I have discovered...

There is a term for my life as it is right now. I am what's known as a "Gamer Widow" or to be more specific, a "Warcraft Widow". Seriously, look it up. You can find it on Wikipedia or Urbandictionary.com. Apparently, I am not alone (at least metaphorically speaking) in my abandonment. It seems that there are millions of us around the world. Significant others who have been abandoned by our partners for the love of a computer game. I guess it should make me feel better to know that I am not alone, but it really doesn't. I am beginning to think that these games should be outlawed or at least restricted in some form. It is all he thinks about from the minute he gets up in the morning until the time he comes to bed at night (actually the wee hours of the morning would be more accurate since usually it is well after Midnight). At first, I blamed the computer. I wanted to throw it out the window. Even went so far as to flip the breaker on that side of the house one morning just to turn it off. (Okay, so that didn't go over so well. lol) Then I started to blame the game. If I could just shut the server down. Corrupt the software. Maybe break a headphone. (Well, one of the kids did that for me and that didn't work either.) Then I started blaming myself. Maybe I was just lousy to be around. Maybe I was not fun enough or attractive enough to hold my husband's interest anymore. It seems I have run the whole gamut of emotions...kind of like in the grieving process, I guess. I don't blame myself anymore however (which is a good thing). I have decided that we all have choices to make in life about what the most important things in our lives are. For me, my faith and my family come first. I have to trust that God put me where I am today for a reason. I certainly have been blessed with three of the most beautiful children around so who am I to complain? I just hope that one day all of these gamers out there who are neglecting their real life relationships for their online guilds, wake up and see what they are missing out on. Children will be grown, wives will have gotten used to being alone, and it will be too late. Until then, I think I will design some t-shirts "WoW Widows Anonymous: While they play, we seize the day"

9.20.2007

I've been interviewed

A new blog friend of mine sent me some interview questions that I wanted to answer here. Thought they were pretty fun!
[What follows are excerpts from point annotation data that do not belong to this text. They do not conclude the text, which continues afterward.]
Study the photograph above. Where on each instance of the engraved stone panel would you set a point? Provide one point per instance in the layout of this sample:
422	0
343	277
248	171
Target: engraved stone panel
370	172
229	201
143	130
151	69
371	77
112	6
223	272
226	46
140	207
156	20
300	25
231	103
1. What would say is your best physical feature and why?
My best physical feature is probably my eyes. I love how they change with my moods and colors. They range from a deep green to a color that my dh refers to as "custard". I wasn't really thrilled with that mental picture at first but it really is a pretty good description.

2. Pie or Cake?
Yes please.

3. What would you name your new baby if you found out you were preggers today? Boy name and girl name?(since I don't know you, I don't know if this one gives you a heart attack.....if it does, I am sorry!)
I would go with "Trouble" because I would be in a whole lot of it! (DH got 'fixed' after baby number 3! lol)

4. If your fairy godmother appeared and offered you 3 wishes, what would they be and why?
I would wish for: Enough money to pay off all of our debts, a new car as mine is now at 260,000 miles!, and a maid that would come in and clean my house twice a week (Pretty self explanatory, lol)

5. What does the word "love" mean to you?
Whenever I hear that question, I always immediately think of the line from Love Story, "Love means never having to say you're sorry." Unfortunately, I could never quite accept Jenny's cavalier attitude about things and I happen to believe that love means having to say you are sorry a lot. I mean a whole lot! Ask my 3 year old! (and my dh!) lol

Thanks for the questions Roxann! That was fun. All right guys, who is next? Let me know and I will send you your 5 interview questions and we will see what new things we can learn about you!

9.10.2007

Breaking News...Breaking News...ALERT


It is official! It has been a long time coming and a very much anticipated event, but I am proud to announce that it has finally happened...


Skylar has lost her very first tooth!!!!!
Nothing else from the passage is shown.